A consciencialização é gradual. Quanto mais aumenta o drama humano da guerra e da perseguição, mais a Igreja toma consciência das necessidades humanitárias. Nas formas que considera mais apropriadas em cada momento, o silêncio prevalece sobre as palavras: mais ação, menos proclamação. Perante os pedidos polacos de protestos da Santa Sé, o Secretário de Estado Maglione considerava, em março de 1941, que "os protestos fazem mais mal do que bem aos pobres". O caso polaco precedeu o caso judeu e antecipou-o na abordagem da mentalidade diplomática do Vaticano. Em 1939, na sequência da campanha antissemita em Itália, a Santa Sé deu uma ajuda especial ao "Comité criado entre os católicos irlandeses" para "ajudar os judeus convertidos" em Itália, mas de origem irlandesa. E trabalha "em favor dos profissionais de origem judaica". Intervém também a favor dos cientistas "de ascendência judaica". O documento da Secretaria de Estado centra-se então no caso italiano, com intervenções a favor dos judeus convertidos, pelo menos até ao início de 1939. Na realidade, para além das afirmações do documento, a ação do Santo foi mais ampla, incluindo os não convertidos.
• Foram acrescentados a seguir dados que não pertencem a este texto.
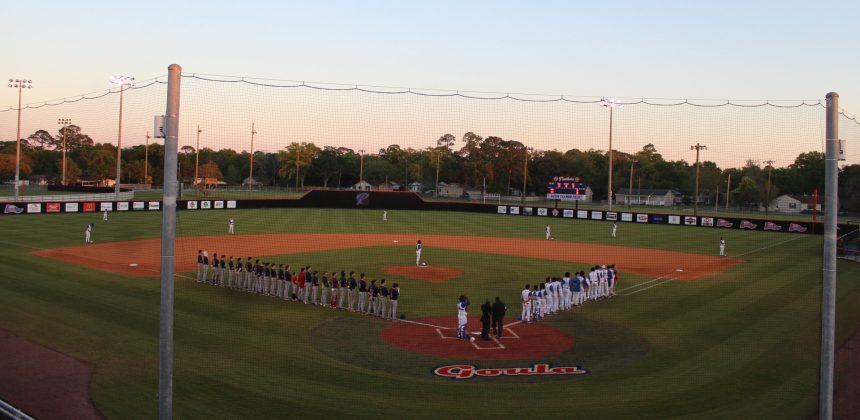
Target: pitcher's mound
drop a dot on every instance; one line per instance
(433, 274)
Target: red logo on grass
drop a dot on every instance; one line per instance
(470, 371)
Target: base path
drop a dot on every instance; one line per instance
(117, 256)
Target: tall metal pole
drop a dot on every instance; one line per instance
(697, 148)
(251, 173)
(146, 160)
(197, 155)
(828, 293)
(168, 244)
(767, 200)
(728, 190)
(65, 122)
(19, 84)
(525, 172)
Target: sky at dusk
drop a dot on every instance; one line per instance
(779, 50)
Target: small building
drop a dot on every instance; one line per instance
(362, 185)
(790, 203)
(649, 197)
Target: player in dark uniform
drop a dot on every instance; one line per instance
(362, 293)
(498, 310)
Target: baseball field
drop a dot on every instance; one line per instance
(689, 334)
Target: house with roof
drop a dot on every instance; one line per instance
(649, 197)
(791, 203)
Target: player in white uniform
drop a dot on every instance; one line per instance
(462, 317)
(527, 304)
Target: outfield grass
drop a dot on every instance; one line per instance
(739, 344)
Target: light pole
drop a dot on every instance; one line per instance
(65, 123)
(360, 168)
(630, 190)
(123, 82)
(767, 201)
(197, 155)
(251, 172)
(146, 160)
(611, 104)
(525, 170)
(19, 84)
(697, 147)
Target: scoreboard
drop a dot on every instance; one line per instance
(563, 188)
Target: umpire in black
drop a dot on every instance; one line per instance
(498, 310)
(485, 320)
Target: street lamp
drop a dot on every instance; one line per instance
(65, 123)
(123, 82)
(19, 84)
(610, 103)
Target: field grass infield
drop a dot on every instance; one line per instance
(741, 342)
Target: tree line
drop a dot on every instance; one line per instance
(472, 161)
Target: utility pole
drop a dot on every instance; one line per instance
(767, 201)
(251, 173)
(197, 156)
(697, 148)
(630, 190)
(728, 190)
(19, 84)
(65, 123)
(146, 160)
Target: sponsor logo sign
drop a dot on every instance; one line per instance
(794, 227)
(772, 226)
(538, 369)
(12, 209)
(362, 199)
(746, 224)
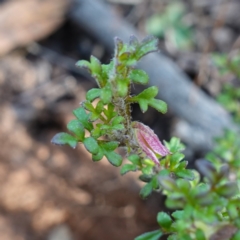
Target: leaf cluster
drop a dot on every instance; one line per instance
(103, 121)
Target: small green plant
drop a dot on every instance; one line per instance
(170, 25)
(103, 123)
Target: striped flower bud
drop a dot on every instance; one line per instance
(149, 142)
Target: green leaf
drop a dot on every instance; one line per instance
(146, 190)
(168, 183)
(95, 65)
(64, 138)
(236, 236)
(127, 168)
(106, 94)
(133, 41)
(178, 214)
(83, 117)
(145, 178)
(228, 189)
(185, 173)
(154, 235)
(84, 64)
(110, 146)
(93, 93)
(143, 105)
(110, 112)
(114, 158)
(139, 76)
(159, 105)
(146, 98)
(135, 159)
(98, 156)
(184, 185)
(77, 128)
(117, 120)
(122, 87)
(148, 93)
(164, 220)
(200, 235)
(91, 145)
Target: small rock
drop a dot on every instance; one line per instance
(61, 232)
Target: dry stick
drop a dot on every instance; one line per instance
(183, 97)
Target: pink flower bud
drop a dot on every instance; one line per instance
(149, 142)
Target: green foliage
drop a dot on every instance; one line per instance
(105, 114)
(170, 24)
(201, 207)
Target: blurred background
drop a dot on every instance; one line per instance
(57, 193)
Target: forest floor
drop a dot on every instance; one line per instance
(51, 192)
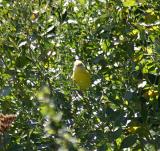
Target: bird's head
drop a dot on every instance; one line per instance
(78, 64)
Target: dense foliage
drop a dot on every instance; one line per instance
(117, 40)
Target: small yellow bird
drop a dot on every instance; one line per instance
(81, 76)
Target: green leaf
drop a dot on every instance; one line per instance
(128, 3)
(128, 141)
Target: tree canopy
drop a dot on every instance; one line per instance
(119, 43)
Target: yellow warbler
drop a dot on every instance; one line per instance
(80, 75)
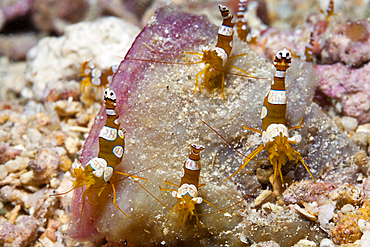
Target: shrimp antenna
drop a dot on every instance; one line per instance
(225, 139)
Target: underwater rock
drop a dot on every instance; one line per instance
(11, 10)
(349, 86)
(54, 16)
(54, 59)
(154, 101)
(11, 79)
(16, 46)
(45, 165)
(347, 43)
(21, 234)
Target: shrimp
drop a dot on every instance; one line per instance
(187, 193)
(95, 177)
(275, 137)
(216, 58)
(95, 77)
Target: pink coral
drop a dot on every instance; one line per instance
(18, 235)
(350, 86)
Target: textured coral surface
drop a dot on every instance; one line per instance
(154, 100)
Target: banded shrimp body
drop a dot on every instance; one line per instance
(153, 101)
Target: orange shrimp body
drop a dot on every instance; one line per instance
(241, 22)
(308, 51)
(215, 58)
(329, 11)
(187, 194)
(275, 138)
(99, 170)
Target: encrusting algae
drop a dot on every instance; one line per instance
(157, 105)
(153, 102)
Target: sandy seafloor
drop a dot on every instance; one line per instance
(47, 120)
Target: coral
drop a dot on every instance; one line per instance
(347, 43)
(16, 46)
(7, 153)
(153, 100)
(13, 9)
(21, 234)
(45, 165)
(348, 86)
(18, 164)
(56, 58)
(347, 229)
(308, 191)
(53, 15)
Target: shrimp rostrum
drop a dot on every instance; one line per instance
(275, 137)
(96, 175)
(216, 58)
(187, 193)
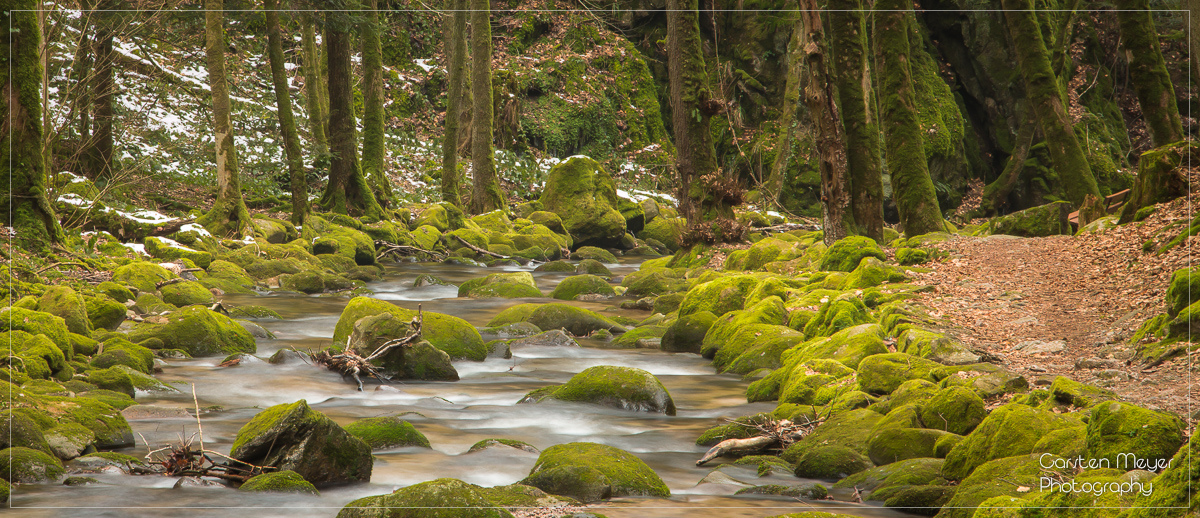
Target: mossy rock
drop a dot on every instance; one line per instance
(433, 499)
(1119, 432)
(582, 284)
(582, 193)
(831, 462)
(25, 465)
(847, 253)
(382, 433)
(280, 482)
(604, 469)
(505, 285)
(453, 335)
(623, 387)
(1009, 429)
(199, 331)
(293, 437)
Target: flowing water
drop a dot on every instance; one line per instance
(451, 415)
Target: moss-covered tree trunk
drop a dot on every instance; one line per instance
(283, 107)
(911, 186)
(819, 96)
(27, 209)
(774, 184)
(456, 55)
(373, 151)
(485, 192)
(1147, 72)
(858, 119)
(228, 216)
(348, 191)
(1045, 100)
(315, 98)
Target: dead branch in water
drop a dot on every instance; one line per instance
(772, 435)
(348, 362)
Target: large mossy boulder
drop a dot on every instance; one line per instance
(453, 335)
(624, 387)
(294, 437)
(443, 498)
(1013, 429)
(585, 197)
(589, 471)
(199, 331)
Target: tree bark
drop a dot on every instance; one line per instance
(373, 164)
(287, 121)
(1147, 72)
(858, 119)
(1045, 100)
(485, 193)
(456, 54)
(228, 216)
(911, 186)
(313, 92)
(819, 96)
(348, 191)
(28, 210)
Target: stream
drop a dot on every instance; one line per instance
(451, 415)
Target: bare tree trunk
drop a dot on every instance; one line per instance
(456, 53)
(228, 216)
(485, 193)
(283, 107)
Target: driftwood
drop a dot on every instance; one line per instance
(349, 365)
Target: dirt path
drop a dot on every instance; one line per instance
(1066, 306)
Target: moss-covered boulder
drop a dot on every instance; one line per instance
(453, 335)
(280, 482)
(585, 197)
(505, 285)
(25, 465)
(1011, 429)
(294, 437)
(199, 331)
(573, 287)
(383, 433)
(589, 471)
(624, 387)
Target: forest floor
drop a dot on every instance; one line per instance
(1078, 299)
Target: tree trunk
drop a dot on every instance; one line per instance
(228, 216)
(1147, 72)
(819, 96)
(28, 211)
(287, 121)
(1045, 100)
(862, 130)
(911, 186)
(485, 193)
(313, 92)
(456, 54)
(348, 191)
(373, 164)
(774, 184)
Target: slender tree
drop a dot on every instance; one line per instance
(373, 164)
(1147, 72)
(1045, 100)
(858, 119)
(228, 216)
(315, 97)
(27, 209)
(911, 186)
(283, 107)
(347, 191)
(485, 193)
(456, 53)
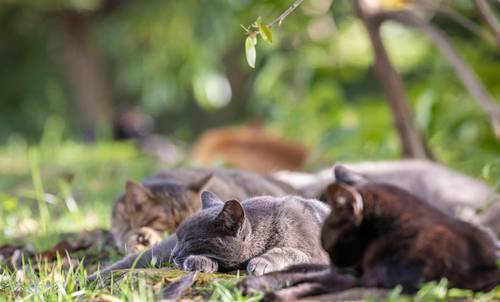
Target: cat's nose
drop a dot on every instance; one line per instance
(175, 253)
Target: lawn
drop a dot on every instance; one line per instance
(65, 190)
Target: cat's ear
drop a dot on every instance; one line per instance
(345, 201)
(135, 193)
(201, 183)
(232, 217)
(347, 176)
(209, 199)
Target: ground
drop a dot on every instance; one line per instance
(57, 197)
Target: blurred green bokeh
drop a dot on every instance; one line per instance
(183, 62)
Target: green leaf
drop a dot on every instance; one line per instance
(266, 33)
(258, 22)
(250, 51)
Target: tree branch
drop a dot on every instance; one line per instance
(285, 14)
(412, 141)
(488, 17)
(463, 71)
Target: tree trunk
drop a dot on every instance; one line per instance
(86, 74)
(412, 141)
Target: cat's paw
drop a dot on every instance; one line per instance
(254, 284)
(200, 263)
(259, 266)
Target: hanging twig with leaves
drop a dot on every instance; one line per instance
(264, 30)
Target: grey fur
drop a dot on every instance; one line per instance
(176, 196)
(452, 192)
(272, 233)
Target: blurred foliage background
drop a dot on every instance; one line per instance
(182, 63)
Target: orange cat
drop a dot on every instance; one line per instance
(249, 148)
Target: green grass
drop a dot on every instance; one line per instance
(62, 187)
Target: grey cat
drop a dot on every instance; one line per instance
(261, 235)
(145, 211)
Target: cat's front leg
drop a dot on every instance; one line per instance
(276, 259)
(200, 263)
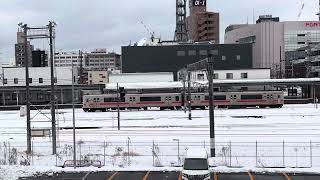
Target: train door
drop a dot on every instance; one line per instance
(132, 101)
(168, 101)
(269, 98)
(93, 103)
(233, 100)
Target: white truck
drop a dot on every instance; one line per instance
(196, 165)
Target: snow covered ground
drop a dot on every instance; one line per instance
(286, 137)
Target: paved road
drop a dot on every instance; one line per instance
(153, 175)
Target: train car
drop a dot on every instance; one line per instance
(173, 101)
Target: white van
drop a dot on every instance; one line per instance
(196, 165)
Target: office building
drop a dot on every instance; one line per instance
(276, 44)
(202, 25)
(173, 57)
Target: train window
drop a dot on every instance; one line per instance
(221, 97)
(110, 99)
(251, 96)
(157, 98)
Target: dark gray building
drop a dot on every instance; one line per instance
(171, 58)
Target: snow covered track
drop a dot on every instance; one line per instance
(286, 137)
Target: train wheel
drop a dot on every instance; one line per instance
(178, 107)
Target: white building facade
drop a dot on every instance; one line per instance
(271, 40)
(38, 76)
(98, 59)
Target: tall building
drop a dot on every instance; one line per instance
(181, 33)
(202, 25)
(274, 42)
(100, 59)
(20, 50)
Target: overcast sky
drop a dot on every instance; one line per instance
(110, 24)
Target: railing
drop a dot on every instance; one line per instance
(158, 154)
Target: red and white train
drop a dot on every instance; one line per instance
(262, 99)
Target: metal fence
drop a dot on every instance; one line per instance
(132, 153)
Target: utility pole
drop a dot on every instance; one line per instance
(53, 114)
(211, 105)
(189, 95)
(118, 108)
(26, 61)
(73, 121)
(81, 68)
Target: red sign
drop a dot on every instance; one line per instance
(312, 24)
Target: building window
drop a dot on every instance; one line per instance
(214, 52)
(215, 76)
(203, 52)
(15, 80)
(192, 52)
(200, 77)
(244, 75)
(229, 75)
(181, 53)
(244, 88)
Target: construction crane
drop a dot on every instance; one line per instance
(318, 14)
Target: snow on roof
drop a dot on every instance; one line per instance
(145, 85)
(197, 153)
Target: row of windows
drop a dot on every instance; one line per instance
(194, 52)
(230, 76)
(16, 80)
(244, 97)
(142, 99)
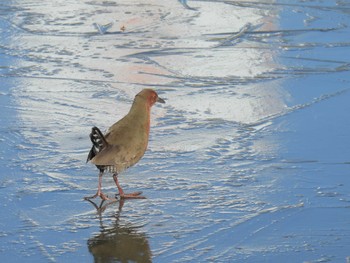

Durante a Segunda Guerra Mundial, dois foram os campos de maior interesse para as nunciaturas e delegações pontifícias: as intervenções humanitárias para a fuga dos judeus e a recolha de informações para tentar compreender o que se passava realmente no interior dos territórios sob a cruz gamada e seus satélites.

Como é que as novas fontes, disponíveis desde 2020, ajudam a esclarecer a amplitude e a profundidade das relações diplomáticas estabelecidas pela Santa Sé sob o pontificado de Pio XII?  

No nova documentação do Vaticano é visível uma vasta rede mundial de apoio aos judeus convertidos sob a direção do Vaticano. Mesmo em territórios distantes, como o Vicariato Apostólico de Xangai. Nesses meses, a Santa Sé acompanhou a emigração judaica para os Estados Unidos, o Haiti, a América Central e do Sul e a Turquia. Não faltam pedidos de ajuda a Espanha para facilitar os vistos de trânsito. A par desta diplomacia da caridade, a rede de representações papais em todo o mundo também trabalha para recolher informações no terreno, que são o primeiro passo no processo de decisão. Veja-se a nunciatura mais significativa desses anos, a suíça, que esteve muito ativa entre 1938 e 1939 na ajuda e assistência a refugiados por motivos raciais e religiosos. Em 1943, o núncio Filippo Bernardini tornou-se o cruzamento de informações entre Silberschein, um judeu de Lviv, presidente do "Comité pour l'assistance à la population juive frappée par la guerre", e a Santa Sé. Silberschein entregou ao núncio um relatório elaborado pelos delegados especiais do Comité sobre a situação "do que resta dos Judeus na Polónia", bem como sobre a situação dos Judeus na Roménia e na Transnístria.

O relatório é acompanhado de fotografias com as seguintes legendas: "Un homme est enterré vivant", "Photo prise en plein hiver. Des hommes [completamente nus] sont forcés d'entrer dans un fleuve, d'où il ne doivent plus sortir" e "Des cadavres sont ramassés après une exécution en masse". As fotografias estão guardadas nos arquivos da nunciatura, pelo que não se considerou importante enviá-las para Roma. Em vez disso, o resto da informação é enviado para o Vaticano.